Fernando Haddad, com sua placidez monetária, ensaiou um combo: crédito emergencial, apoio a empresários e... esperar. Isso mesmo: esperar pra ver se dá ruim. Enquanto isso, bilhões de dólares fogem do país, bancos se posicionam como quem se protege de tempestade, e o agronegócio assiste à cena com a cara de quem pediu filé e recebeu salsicha.
O câmbio já sentiu o baque. Até 23 de julho, o Brasil já sangrava mais de 7 bilhões em saídas financeiras — e os bancos, ah, esses sabem das coisas: estão vendidos em US$ 26,7 bilhões, um sinal de que apostam na valorização do dólar. Alguém aí viu o Banco Central? Deve estar atrás de um hedge espiritual com Copom.
No campo diplomático, a reação foi digna de um filme de comédia romântica: “Não faz isso, Joe, a gente é parceiro!”. Só faltou o Brasil mandar flores. A verdade é que não houve ação séria na OMC, nem costura política global para barrar a medida. E agora, corremos pra buscar novos mercados em cima da hora, como quem perde o voo e tenta remar até a Europa.

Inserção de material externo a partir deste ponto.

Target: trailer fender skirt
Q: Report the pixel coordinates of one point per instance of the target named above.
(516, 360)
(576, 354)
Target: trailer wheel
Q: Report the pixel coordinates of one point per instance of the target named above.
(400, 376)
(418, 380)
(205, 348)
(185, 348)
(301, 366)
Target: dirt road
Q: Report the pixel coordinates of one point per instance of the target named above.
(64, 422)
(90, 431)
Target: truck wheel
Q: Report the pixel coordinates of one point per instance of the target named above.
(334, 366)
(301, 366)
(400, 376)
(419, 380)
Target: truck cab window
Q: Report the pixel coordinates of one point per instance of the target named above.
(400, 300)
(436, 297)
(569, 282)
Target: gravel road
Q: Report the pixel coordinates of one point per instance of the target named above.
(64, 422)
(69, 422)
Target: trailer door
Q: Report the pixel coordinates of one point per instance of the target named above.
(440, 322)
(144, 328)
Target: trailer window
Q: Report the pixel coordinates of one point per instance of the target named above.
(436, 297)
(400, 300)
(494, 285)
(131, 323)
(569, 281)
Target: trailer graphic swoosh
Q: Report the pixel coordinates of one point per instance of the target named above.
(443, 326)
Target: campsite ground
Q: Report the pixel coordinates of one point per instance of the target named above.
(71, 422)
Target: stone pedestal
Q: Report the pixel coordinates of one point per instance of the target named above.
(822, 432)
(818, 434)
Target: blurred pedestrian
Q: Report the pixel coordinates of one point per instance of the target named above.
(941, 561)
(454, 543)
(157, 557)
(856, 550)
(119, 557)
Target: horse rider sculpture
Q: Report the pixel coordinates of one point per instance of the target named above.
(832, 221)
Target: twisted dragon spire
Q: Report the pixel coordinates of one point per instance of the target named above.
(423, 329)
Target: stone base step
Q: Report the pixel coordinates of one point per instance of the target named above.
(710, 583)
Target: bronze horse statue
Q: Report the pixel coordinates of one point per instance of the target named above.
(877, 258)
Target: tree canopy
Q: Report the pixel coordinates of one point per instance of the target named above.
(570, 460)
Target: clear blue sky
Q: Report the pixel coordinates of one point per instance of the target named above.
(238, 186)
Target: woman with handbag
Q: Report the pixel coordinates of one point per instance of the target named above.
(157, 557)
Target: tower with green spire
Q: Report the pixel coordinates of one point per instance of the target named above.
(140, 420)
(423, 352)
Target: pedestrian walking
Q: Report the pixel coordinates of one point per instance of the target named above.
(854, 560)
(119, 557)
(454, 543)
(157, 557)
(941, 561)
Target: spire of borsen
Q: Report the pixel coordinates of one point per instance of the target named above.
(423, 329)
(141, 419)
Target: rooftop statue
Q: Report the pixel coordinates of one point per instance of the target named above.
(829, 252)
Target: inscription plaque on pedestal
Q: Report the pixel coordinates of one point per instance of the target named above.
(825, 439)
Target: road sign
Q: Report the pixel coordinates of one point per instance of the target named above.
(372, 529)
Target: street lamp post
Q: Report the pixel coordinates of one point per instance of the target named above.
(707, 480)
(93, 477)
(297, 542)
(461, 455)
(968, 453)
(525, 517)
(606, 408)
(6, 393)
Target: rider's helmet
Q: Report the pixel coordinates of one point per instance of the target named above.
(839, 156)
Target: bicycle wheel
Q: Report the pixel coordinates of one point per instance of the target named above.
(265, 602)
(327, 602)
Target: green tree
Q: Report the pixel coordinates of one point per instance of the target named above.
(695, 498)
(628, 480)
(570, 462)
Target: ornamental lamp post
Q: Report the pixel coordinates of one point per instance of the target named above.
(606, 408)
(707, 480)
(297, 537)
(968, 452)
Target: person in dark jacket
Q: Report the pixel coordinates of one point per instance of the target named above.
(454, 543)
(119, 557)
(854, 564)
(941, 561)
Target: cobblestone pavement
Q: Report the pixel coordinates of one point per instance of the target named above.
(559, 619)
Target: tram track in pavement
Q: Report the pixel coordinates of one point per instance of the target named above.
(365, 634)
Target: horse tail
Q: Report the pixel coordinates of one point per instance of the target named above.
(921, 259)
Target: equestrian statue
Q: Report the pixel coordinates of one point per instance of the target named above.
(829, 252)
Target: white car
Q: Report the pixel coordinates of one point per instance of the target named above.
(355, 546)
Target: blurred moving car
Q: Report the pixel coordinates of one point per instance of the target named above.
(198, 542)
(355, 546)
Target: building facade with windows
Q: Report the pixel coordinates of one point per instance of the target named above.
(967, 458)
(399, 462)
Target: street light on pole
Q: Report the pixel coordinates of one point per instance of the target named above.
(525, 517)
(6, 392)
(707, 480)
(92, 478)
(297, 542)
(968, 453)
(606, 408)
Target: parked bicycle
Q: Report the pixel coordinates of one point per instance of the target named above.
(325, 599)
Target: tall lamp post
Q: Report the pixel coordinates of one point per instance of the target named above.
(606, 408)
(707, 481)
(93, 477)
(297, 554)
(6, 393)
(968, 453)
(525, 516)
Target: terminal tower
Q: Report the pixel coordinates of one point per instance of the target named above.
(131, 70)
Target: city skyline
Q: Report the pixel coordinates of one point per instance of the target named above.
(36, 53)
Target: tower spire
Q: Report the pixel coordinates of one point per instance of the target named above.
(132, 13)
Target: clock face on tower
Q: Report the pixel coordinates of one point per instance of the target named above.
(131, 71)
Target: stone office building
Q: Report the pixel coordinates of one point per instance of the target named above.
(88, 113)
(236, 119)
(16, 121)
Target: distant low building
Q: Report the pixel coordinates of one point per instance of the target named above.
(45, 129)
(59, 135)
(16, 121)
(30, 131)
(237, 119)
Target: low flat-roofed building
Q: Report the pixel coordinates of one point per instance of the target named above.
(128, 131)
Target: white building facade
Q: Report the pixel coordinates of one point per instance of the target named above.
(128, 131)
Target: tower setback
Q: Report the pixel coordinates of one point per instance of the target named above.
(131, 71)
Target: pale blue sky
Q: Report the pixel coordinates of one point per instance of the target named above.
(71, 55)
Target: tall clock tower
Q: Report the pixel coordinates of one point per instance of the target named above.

Mas há esperança! Sempre há. O governo estuda adiar tributos, abrir linhas de crédito (com juros "baixos") e até montar feiras comerciais em lugares que nunca ouviram falar da nossa castanha. É o “Plano Safra do Desespero”, com pitadas de improviso e cheiro de retrabalho. Enquanto isso, a Fiesp segue batendo palmas — ou batendo cabeça.
Não que os empresários estejam calados. Estão gritando, mas em português, que Washington não entende. Pedem previsibilidade, proteção e — principalmente — que o governo saiba em que mundo vive. Mas Brasília, como sempre, mistura diplomacia com feijoada e acha que tudo se resolve com um grupo de WhatsApp interministerial.
No fundo, o Brasil age como aquele aluno que deixa o trabalho pra véspera: corre, imprime errado, chega suando, mas jura que estava tudo sob controle. Dia 1º de agosto vai ser a entrega do boletim — e, pelo visto, o nosso governo esqueceu o estojo, perdeu o livro e ainda não entendeu que o professor agora cobra em dólar.